Quick Start Guide

Optimum-NVIDIA is designed to be a drop-in replacement for transformers for inference, allowing you to accelerate your models with minimal code changes.

Here are two common ways to get started: using the high-level pipeline API for simplicity, or the AutoModelForCausalLM class for more control.

Method 1: Using the pipeline API

The pipeline function provides a simple and powerful abstraction for running inference. If you are already using a transformers pipeline, you can switch to optimum-nvidia by changing a single import statement.

# Before: from transformers import pipeline
from optimum.nvidia import pipeline
from huggingface_hub import login

# Recommended: Login to Hugging Face Hub
# login("YOUR_HF_TOKEN")

# Initialize the pipeline
# use_fp8=True enables FP8 quantization for massive speedups on compatible hardware
pipe = pipeline(
    'text-generation', 
    model='meta-llama/Llama-2-7b-chat-hf', 
    use_fp8=True
)

# Run inference
prompt = "Describe a real-world application of AI in sustainable energy."
outputs = pipe(prompt)

print(outputs)

Behind the scenes, the pipeline function handles:

  1. Downloading the model from the Hugging Face Hub.
  2. Converting the model to a TensorRT-LLM engine on the fly.
  3. Running inference with the optimized engine.
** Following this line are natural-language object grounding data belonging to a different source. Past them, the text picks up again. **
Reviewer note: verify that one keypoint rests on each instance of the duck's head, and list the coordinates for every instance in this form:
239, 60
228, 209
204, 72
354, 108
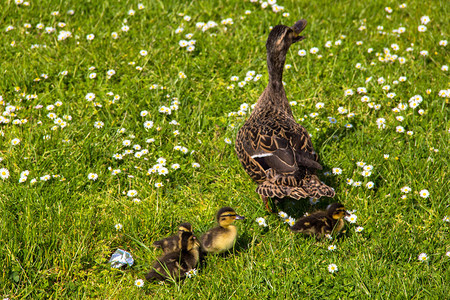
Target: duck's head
185, 227
282, 37
226, 216
189, 241
336, 211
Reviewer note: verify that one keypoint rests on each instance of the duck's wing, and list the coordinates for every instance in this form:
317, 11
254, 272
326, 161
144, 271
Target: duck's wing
282, 147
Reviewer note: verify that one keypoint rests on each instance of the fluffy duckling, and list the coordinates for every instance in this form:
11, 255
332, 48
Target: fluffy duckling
174, 265
221, 238
172, 243
322, 222
273, 148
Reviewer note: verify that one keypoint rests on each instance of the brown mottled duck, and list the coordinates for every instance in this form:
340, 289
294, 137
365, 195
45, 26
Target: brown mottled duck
322, 223
221, 238
274, 150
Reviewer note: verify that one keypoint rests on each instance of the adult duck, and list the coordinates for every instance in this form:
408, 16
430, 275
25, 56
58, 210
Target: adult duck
274, 150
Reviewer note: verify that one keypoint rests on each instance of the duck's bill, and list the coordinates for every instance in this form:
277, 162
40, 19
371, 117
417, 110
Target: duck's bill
298, 27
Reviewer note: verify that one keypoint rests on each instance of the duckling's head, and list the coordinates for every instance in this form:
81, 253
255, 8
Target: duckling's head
189, 241
226, 216
185, 227
282, 37
336, 211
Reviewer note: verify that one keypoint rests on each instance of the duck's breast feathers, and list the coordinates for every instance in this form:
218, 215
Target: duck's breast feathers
282, 147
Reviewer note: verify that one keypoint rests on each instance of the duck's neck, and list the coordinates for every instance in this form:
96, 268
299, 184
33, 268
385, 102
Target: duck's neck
275, 65
274, 95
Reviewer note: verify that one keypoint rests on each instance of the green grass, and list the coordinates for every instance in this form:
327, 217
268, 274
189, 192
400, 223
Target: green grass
57, 236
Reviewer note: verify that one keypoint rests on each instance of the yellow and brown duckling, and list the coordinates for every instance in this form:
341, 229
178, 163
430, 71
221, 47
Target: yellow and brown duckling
174, 265
322, 223
172, 243
272, 147
221, 238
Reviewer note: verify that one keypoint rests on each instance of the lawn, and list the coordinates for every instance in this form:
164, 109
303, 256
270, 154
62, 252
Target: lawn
118, 121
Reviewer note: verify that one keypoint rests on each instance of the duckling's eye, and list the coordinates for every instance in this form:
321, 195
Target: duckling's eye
229, 215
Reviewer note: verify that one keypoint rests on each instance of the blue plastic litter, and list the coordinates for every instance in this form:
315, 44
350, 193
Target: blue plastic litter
121, 258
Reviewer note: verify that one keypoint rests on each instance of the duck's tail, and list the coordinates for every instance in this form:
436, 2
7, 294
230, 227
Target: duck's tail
311, 187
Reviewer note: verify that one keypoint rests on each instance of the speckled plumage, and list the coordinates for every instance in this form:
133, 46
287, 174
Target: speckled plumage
174, 265
321, 223
274, 150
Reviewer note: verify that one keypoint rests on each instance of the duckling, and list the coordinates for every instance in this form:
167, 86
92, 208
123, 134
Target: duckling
172, 243
174, 265
221, 238
321, 223
272, 147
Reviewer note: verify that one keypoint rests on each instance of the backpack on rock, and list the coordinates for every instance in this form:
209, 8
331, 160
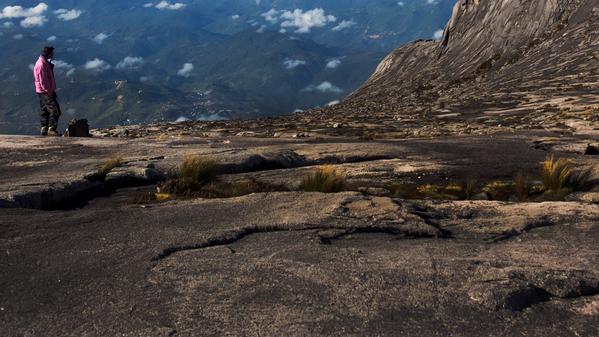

Method 2: Using AutoModelForCausalLM

For more fine-grained control over generation parameters and model configuration, you can use the AutoModelForCausalLM class. This approach is also a near drop-in replacement for the transformers equivalent.

# Before: from transformers import AutoModelForCausalLM
from optimum.nvidia import AutoModelForCausalLM
from transformers import AutoTokenizer
import torch

model_id = "meta-llama/Llama-2-7b-chat-hf"

# Initialize tokenizer
tokenizer = AutoTokenizer.from_pretrained(model_id, padding_side="left")
if tokenizer.pad_token is None:
    tokenizer.pad_token = tokenizer.eos_token

# Initialize the model with performance settings
# The from_pretrained call will handle the conversion to a TensorRT-LLM engine
model = AutoModelForCausalLM.from_pretrained(
  model_id,
  use_fp8=True, # Enable FP8 quantization
  max_prompt_length=1024,
  max_output_length=2048, 
  max_batch_size=8,
)

# Prepare inputs
prompt = "How is autonomous vehicle technology transforming the future of transportation and urban planning?"
model_inputs = tokenizer([prompt], return_tensors="pt").to("cuda")

# Generate text
generated_ids = model.generate(
    **model_inputs,
    max_new_tokens=256, 
    top_k=40, 
    top_p=0.7, 
    repetition_penalty=1.1,
)

# Decode and print the output
output_text = tokenizer.batch_decode(generated_ids, skip_special_tokens=True)[0]
print(output_text)
This approach gives you direct access to the generate() method, where you can specify advanced decoding strategies like top_k, top_p, and repetition_penalty.